Beatrice went off smiling and waving her hand. Vera could watch her outside in the sunshine, moving about from group to group, shaking hands with first one and then another, laughing at some playful sally, or smiling demurely over some graver words of kindness. She was always popular, was Beatrice, with her bright talk and her plain clever face, and there was not a man or woman in all that crowd who did not wish her happiness.
And so the day wore away, and the polo match—very badly played—was over, and the votaries of lawn-tennis were worn out with running up and down, and the flowers and the fruits in the show-tent began to look limp and dusty. The farmers and those people of small importance who had only been invited "from two to five," began now to take their departure, and their carriage wheels were to be heard driving away in rapid succession from the front door. Then the hundred or so of the "best county people," who were remaining later for the dancing, began to think of leaving the lawns before the dew fell. There was a general move towards the house, and even the band "limbered up," and began to transfer itself from the garden into the hall, where its labours were to begin afresh.
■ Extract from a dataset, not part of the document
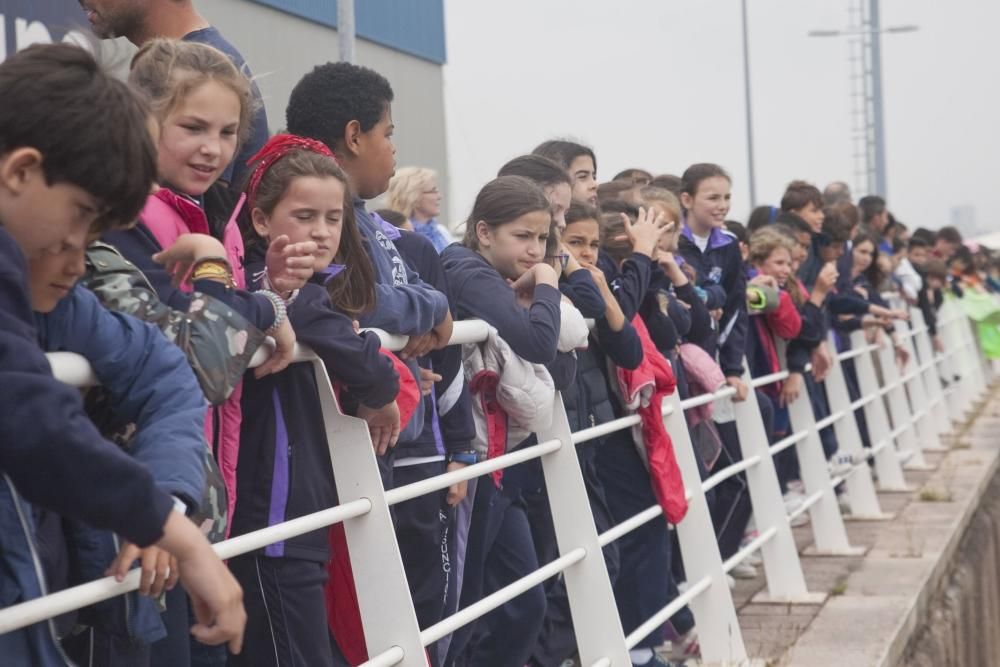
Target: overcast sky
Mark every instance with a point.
(658, 84)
Then it was that Vera crept forth out of her sheltered corner, and, unseen and unnoticed save by one watchful pair of eyes, wended her way through the shrubbery walks in the direction of the Bath.
CHAPTER XXXV.
SHADONAKE BATH.
A jolly place—in times of old,
But something ails it now:
The spot is cursed!
Wordsworth.
Calm and still, like the magic mirror of the legend, Shadonake Bath lay amongst its everlasting shadows.
The great belt of fir-trees beyond it, the sheltering evergreens on the nearer side, the tiers of grey, moss-grown steps that encompassed it about, all found their image again upon its smooth and untroubled surface. There was a golden light from the setting sun to the west, and the pale mist of a shadowy crescent moon had risen in the east.